Google Groups no longer supports new Usenet posts or subscriptions. Historical content remains viewable.
Dismiss

function call optimization question

8 views
Skip to first unread message

Szabolcs Nagy

unread,
Sep 12, 2007, 6:01:26 AM9/12/07
to
in the code below i thought the function call in g() could be easily
optimized out so that g() becomes the same as h() (which becomes
{return 0;})

executing 'gcc -O3 -S' i found that gcc does not do this

now i'm wondering: is there something in the standard (eg c99) that
prevents this optimization (theoretically)


#include <stdio.h>
#include <stdlib.h>

static inline int c(int a, int b) {
return a == b;
}

static int f(int a, int b, int(*c)(int, int)) {
return c(a, b) - c(b, a);
}

int g(int a, int b) {
return f(a, b, c);
}

int h(int a, int b) {
return c(a, b) - c(b, a);
}


int main(int argc, char *argv[]) {
int a, b;

if (argc < 3)
return printf("usage: %s a b\n", argv[0]);
a = atoi(argv[1]);
b = atoi(argv[2]);
printf("f: %d\n", f(a, b, c));
printf("g: %d\n", g(a, b));
printf("h: %d\n", h(a, b));
return 0;
}

Army1987

unread,
Sep 12, 2007, 6:43:00 AM9/12/07
to
On Wed, 12 Sep 2007 03:01:26 -0700, Szabolcs Nagy wrote:

> in the code below i thought the function call in g() could be easily
> optimized out so that g() becomes the same as h() (which becomes
> {return 0;})
>
> executing 'gcc -O3 -S' i found that gcc does not do this
>
> now i'm wondering: is there something in the standard (eg c99) that
> prevents this optimization (theoretically)
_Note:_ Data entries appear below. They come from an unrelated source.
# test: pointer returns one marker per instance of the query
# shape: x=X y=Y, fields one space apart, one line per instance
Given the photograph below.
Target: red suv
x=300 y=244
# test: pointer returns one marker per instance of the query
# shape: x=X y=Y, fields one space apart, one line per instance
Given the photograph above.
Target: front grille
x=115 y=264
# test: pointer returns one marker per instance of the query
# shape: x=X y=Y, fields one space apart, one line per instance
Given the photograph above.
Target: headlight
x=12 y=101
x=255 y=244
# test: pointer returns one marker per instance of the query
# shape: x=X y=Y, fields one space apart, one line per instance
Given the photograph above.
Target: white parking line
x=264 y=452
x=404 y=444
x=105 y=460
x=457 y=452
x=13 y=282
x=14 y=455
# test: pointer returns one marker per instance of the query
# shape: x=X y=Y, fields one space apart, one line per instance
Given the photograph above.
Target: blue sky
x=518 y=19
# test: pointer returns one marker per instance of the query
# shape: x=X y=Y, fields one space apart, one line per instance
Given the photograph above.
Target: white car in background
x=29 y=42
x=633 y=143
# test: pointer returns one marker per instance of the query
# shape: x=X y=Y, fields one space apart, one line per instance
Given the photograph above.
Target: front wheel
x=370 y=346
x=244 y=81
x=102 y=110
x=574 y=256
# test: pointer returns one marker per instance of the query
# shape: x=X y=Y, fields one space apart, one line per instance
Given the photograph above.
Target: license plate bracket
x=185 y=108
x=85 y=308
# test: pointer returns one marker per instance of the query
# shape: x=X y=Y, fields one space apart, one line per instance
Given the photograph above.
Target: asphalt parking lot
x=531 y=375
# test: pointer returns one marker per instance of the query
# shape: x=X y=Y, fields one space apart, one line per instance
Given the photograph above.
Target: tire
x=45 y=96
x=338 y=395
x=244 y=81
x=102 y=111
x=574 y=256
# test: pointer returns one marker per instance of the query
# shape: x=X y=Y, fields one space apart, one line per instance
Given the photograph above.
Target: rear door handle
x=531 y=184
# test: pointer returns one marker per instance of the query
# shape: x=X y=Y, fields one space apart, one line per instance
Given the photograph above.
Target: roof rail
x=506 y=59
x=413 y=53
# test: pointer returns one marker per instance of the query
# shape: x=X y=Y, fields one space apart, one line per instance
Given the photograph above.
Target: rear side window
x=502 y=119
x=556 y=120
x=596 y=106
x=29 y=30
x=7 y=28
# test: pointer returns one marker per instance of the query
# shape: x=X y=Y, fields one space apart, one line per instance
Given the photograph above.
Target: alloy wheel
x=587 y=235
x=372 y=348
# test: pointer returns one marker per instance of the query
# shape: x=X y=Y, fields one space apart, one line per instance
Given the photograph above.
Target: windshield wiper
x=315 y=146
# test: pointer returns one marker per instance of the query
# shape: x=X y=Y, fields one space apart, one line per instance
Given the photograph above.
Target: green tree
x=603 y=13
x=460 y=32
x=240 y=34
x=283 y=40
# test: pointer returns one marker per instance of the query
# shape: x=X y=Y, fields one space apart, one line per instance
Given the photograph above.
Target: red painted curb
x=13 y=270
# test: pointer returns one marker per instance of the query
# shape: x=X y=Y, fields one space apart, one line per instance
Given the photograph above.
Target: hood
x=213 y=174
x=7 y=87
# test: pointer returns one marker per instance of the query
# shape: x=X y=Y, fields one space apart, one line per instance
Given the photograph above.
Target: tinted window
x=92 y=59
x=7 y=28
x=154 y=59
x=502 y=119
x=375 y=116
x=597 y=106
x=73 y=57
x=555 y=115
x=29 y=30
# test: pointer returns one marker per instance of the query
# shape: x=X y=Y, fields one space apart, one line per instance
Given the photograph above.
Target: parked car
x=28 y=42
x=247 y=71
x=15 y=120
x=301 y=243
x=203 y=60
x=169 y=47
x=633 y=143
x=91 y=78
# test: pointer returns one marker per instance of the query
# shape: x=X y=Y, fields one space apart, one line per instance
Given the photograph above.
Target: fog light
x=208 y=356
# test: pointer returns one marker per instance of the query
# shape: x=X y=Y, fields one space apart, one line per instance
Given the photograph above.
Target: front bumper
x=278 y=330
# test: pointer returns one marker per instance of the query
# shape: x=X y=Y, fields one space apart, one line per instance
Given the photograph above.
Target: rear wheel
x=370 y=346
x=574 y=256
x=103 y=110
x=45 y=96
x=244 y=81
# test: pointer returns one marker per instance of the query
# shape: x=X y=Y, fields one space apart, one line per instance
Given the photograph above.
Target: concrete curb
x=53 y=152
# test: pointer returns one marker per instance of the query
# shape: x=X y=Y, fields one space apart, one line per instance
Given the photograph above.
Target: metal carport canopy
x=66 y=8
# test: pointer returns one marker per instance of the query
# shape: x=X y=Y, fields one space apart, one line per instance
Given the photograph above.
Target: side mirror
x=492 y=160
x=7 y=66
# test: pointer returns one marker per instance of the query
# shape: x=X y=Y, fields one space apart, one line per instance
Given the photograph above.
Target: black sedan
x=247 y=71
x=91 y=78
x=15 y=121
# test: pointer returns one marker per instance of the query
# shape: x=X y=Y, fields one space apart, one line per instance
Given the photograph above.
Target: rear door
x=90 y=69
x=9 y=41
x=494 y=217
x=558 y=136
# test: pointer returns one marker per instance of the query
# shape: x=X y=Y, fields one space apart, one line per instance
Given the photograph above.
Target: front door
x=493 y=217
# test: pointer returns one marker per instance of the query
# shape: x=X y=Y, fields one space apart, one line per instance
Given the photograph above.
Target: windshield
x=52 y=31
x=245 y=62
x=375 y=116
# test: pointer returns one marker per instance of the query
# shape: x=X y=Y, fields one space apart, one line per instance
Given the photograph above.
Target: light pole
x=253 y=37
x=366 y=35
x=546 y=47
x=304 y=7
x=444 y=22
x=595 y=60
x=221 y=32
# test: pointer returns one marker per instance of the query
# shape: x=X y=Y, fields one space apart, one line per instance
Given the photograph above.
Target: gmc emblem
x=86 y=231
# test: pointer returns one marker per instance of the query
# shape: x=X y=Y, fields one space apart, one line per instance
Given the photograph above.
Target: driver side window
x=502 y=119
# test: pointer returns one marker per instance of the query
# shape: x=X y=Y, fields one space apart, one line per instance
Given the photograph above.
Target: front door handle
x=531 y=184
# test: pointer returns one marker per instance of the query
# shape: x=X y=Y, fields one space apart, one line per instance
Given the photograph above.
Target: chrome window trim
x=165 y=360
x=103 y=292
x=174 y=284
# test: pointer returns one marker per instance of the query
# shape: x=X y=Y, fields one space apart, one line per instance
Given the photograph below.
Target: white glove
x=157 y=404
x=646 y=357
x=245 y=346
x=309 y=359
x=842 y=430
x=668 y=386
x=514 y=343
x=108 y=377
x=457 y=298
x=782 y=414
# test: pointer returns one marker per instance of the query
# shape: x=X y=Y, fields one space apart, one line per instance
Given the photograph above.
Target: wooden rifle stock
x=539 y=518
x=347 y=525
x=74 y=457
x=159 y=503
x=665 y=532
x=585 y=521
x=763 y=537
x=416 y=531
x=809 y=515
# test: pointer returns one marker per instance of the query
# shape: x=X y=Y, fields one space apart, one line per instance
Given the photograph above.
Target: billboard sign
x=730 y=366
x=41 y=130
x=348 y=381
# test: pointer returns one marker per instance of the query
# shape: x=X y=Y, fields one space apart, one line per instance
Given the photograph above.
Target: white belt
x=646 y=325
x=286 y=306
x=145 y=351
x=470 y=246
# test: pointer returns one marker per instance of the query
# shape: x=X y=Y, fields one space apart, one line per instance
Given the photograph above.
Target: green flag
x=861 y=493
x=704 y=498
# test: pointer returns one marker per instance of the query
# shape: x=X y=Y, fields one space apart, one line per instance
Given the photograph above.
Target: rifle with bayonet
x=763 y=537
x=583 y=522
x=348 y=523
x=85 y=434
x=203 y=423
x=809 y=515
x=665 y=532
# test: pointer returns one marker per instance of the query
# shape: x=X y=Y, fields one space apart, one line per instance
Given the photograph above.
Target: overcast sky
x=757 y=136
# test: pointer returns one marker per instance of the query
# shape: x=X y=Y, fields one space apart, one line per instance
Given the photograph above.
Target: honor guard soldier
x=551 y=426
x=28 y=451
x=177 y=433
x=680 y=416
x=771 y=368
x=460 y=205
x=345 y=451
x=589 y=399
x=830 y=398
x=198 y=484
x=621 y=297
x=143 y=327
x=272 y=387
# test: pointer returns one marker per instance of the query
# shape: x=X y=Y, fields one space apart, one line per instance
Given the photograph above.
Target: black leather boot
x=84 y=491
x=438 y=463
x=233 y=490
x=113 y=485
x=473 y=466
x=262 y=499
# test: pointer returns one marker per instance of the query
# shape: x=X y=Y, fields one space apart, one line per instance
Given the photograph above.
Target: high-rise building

The standard only requires that files and volatile objects are
written/read in the right order. But I won't expect a program to
compute the 100008th prime number to generate the same machine
code as
#include <stdio.h>
#include <stdlib.h>
int main(void)
{
return (fwrite("1299827\n", 1, 8, stdout) < 8) * EXIT_FAILURE;
}

IOW, while you shouldn't do micro-optimizations yourself, you
shouldn't write silly code hoping that the compiler will make it
decent.
--
Army1987 (Replace "NOSPAM" with "email")
If you're sending e-mail from a Windows machine, turn off Microsoft's
stupid “Smart Quotes” feature. This is so you'll avoid sprinkling garbage
characters through your mail. -- Eric S. Raymond and Rick Moen

Michal Nazarewicz

unread,
Sep 12, 2007, 7:37:44 AM9/12/07
to
Szabolcs Nagy <nsza...@gmail.com> writes:

> in the code below i thought the function call in g() could be easily
> optimized out so that g() becomes the same as h() (which becomes
> {return 0;})
>
> executing 'gcc -O3 -S' i found that gcc does not do this

Well... You can go complain to GCC developers if you like. ;)
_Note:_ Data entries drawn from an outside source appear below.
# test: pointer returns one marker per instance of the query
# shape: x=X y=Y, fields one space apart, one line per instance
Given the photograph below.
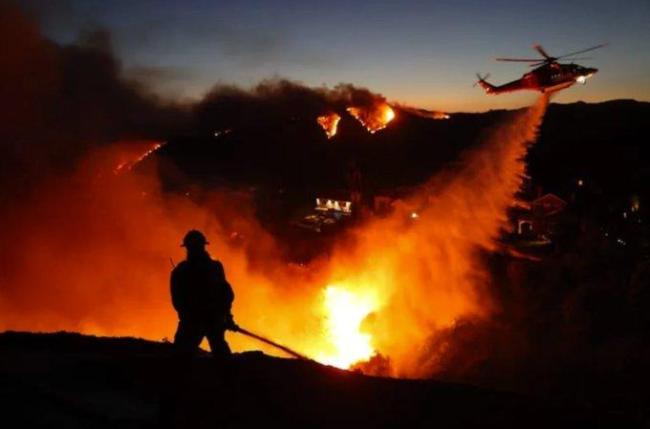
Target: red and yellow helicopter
x=549 y=75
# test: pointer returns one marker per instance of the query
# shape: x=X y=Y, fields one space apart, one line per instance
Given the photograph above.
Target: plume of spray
x=425 y=273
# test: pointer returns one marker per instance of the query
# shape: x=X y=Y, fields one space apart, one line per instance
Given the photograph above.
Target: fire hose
x=239 y=329
x=285 y=349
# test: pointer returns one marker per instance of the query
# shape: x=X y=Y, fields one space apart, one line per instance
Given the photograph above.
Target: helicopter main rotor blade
x=584 y=50
x=519 y=60
x=541 y=50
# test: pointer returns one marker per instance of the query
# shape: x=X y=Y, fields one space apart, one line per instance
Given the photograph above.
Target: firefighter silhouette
x=202 y=297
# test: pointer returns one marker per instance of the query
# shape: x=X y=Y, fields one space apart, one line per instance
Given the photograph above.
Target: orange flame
x=103 y=251
x=329 y=123
x=138 y=152
x=373 y=118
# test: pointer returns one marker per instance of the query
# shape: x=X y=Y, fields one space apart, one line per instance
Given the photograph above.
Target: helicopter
x=548 y=76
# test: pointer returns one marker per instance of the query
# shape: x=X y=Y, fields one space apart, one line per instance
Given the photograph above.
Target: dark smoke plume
x=61 y=101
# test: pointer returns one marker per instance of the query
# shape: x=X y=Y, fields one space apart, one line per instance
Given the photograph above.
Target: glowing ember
x=133 y=159
x=373 y=118
x=329 y=123
x=345 y=313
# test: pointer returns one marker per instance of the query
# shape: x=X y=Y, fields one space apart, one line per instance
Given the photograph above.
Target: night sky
x=422 y=53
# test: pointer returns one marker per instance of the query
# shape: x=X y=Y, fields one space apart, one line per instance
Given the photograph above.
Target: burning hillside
x=103 y=247
x=375 y=117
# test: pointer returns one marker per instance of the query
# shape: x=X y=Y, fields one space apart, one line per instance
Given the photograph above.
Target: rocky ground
x=70 y=380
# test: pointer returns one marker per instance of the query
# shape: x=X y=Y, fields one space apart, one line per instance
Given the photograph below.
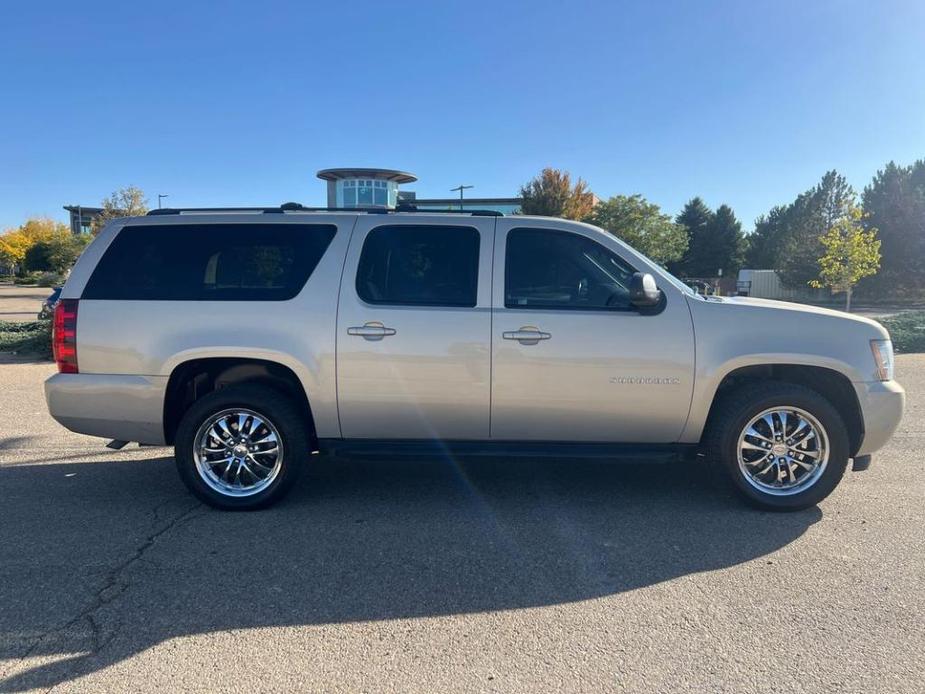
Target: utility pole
x=461 y=188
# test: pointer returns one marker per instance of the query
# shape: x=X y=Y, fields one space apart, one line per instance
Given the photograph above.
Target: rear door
x=414 y=328
x=572 y=359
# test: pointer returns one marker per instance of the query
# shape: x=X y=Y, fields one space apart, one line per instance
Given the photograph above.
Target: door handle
x=527 y=335
x=372 y=331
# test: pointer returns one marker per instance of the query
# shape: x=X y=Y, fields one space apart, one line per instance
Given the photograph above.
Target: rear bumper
x=130 y=408
x=882 y=404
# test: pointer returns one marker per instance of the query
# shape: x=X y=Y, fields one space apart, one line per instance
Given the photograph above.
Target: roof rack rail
x=296 y=207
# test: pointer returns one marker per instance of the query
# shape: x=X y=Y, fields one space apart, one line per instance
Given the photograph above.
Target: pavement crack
x=115 y=584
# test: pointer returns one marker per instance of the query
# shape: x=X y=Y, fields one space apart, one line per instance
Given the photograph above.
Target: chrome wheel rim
x=783 y=451
x=238 y=452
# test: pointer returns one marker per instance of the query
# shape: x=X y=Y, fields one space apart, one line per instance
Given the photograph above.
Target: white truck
x=250 y=339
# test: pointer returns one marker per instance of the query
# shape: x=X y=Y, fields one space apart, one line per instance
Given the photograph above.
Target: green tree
x=894 y=204
x=808 y=218
x=851 y=253
x=766 y=241
x=725 y=242
x=552 y=194
x=696 y=218
x=127 y=202
x=642 y=225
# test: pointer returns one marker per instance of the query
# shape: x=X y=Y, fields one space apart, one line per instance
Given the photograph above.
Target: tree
x=15 y=243
x=851 y=253
x=56 y=253
x=127 y=202
x=765 y=243
x=894 y=204
x=552 y=194
x=642 y=225
x=808 y=218
x=696 y=218
x=725 y=242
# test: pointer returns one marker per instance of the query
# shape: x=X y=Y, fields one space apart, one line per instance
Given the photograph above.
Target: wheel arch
x=190 y=380
x=831 y=384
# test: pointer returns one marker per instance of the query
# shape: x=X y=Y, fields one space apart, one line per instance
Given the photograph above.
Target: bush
x=32 y=339
x=907 y=331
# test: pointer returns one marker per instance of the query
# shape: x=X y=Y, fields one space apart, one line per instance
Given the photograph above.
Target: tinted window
x=209 y=262
x=559 y=270
x=426 y=265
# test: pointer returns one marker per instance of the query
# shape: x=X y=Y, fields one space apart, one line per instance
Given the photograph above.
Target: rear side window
x=420 y=265
x=209 y=262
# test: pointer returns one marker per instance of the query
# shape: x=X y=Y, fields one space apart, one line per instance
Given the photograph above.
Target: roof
x=360 y=172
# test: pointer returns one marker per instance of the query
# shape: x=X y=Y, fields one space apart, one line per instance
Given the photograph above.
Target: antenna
x=461 y=188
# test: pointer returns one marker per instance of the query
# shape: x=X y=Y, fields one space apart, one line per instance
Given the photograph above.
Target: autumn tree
x=16 y=243
x=127 y=202
x=851 y=252
x=552 y=194
x=642 y=225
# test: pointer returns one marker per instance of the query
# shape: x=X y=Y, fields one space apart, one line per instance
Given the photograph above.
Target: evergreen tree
x=696 y=218
x=764 y=244
x=894 y=204
x=809 y=217
x=725 y=242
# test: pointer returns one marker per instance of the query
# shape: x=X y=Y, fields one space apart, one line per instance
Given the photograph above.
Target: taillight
x=64 y=336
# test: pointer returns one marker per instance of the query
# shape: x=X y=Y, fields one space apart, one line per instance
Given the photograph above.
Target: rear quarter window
x=209 y=262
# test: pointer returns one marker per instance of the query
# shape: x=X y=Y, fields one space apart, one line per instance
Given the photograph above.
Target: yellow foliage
x=15 y=243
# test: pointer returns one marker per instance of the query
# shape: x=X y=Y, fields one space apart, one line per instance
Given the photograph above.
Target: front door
x=414 y=329
x=572 y=360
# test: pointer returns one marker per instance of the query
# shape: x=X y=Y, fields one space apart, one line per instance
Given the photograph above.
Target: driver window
x=550 y=269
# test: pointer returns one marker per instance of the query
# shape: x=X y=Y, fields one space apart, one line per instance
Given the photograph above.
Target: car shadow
x=101 y=561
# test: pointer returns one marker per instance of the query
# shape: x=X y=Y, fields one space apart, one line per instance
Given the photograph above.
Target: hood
x=798 y=308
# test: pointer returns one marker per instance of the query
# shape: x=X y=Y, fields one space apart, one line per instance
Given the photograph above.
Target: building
x=82 y=217
x=352 y=188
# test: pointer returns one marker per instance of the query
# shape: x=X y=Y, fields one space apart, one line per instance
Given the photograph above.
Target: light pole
x=461 y=188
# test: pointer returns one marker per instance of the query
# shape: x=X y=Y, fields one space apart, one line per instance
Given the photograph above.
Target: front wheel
x=784 y=447
x=242 y=447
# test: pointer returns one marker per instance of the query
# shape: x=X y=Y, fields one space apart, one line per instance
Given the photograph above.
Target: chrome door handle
x=527 y=335
x=371 y=331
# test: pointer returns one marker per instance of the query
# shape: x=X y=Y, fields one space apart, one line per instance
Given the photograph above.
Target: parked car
x=48 y=306
x=250 y=340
> now i'm wondering: is there something in the standard (eg c99) that
> prevents this optimization (theoretically)

No. Standard doesn't prevents optimisation.

--
Best regards, _ _
.o. | Liege of Serenly Enlightened Majesty of o' \,=./ `o
..o | Computer Science, Michal "mina86" Nazarewicz (o o)
ooo +--<mina86*tlen.pl>---<jid:mina86*chrome.pl>--ooO--(_)--Ooo--

Szabolcs Nagy

unread,
Sep 12, 2007, 12:04:09 PM9/12/07
to

Michal Nazarewicz wrote:
>
> No. Standard doesn't prevents optimisation.
>

thanks for your answers

actually what i was thinking about is the situations like sorting int
arrays

static inline int intcmp(int *a, int *b) {
return *a < *b ? -1: *a > *b;
}

void intqsort(int *arr, size_t n) {
qsort(arr, n, sizeof(int), intcmp);
}

imho this is not a silly thing to optimize out, since many algorithms
can be done in a (type) generic way with a couple of function
arguments and most of these algorithms are performance critical (eg
when we cannot allow an additional function call for each int
comparison)

other possible examples:
int find_if(int *arr, size_t n, int (*pred)(int));
int hash_get(const hashtable_t *ht, const key_t *key, int (*hash)
(key_t *), int (*isempty)(item_t *), int (*isdeleted)(item_t *));
...

Richard Tobin

unread,
Sep 12, 2007, 12:55:01 PM9/12/07
to
In article <1189613049.0...@d55g2000hsg.googlegroups.com>,
Szabolcs Nagy <nsza...@gmail.com> wrote:

>actually what i was thinking about is the situations like sorting int
>arrays
>
>static inline int intcmp(int *a, int *b) {
> return *a < *b ? -1: *a > *b;
>}
>
>void intqsort(int *arr, size_t n) {
> qsort(arr, n, sizeof(int), intcmp);

This is unlikely to be useful, because

(a) intcmp is an argument to qsort(), and will be different for different
calls;
(b) even if it wasn't an argument, to inline the calls to intcmp()
its source would have to be available when qsort was compiled,
and typically qsort() is in a pre-compiled library.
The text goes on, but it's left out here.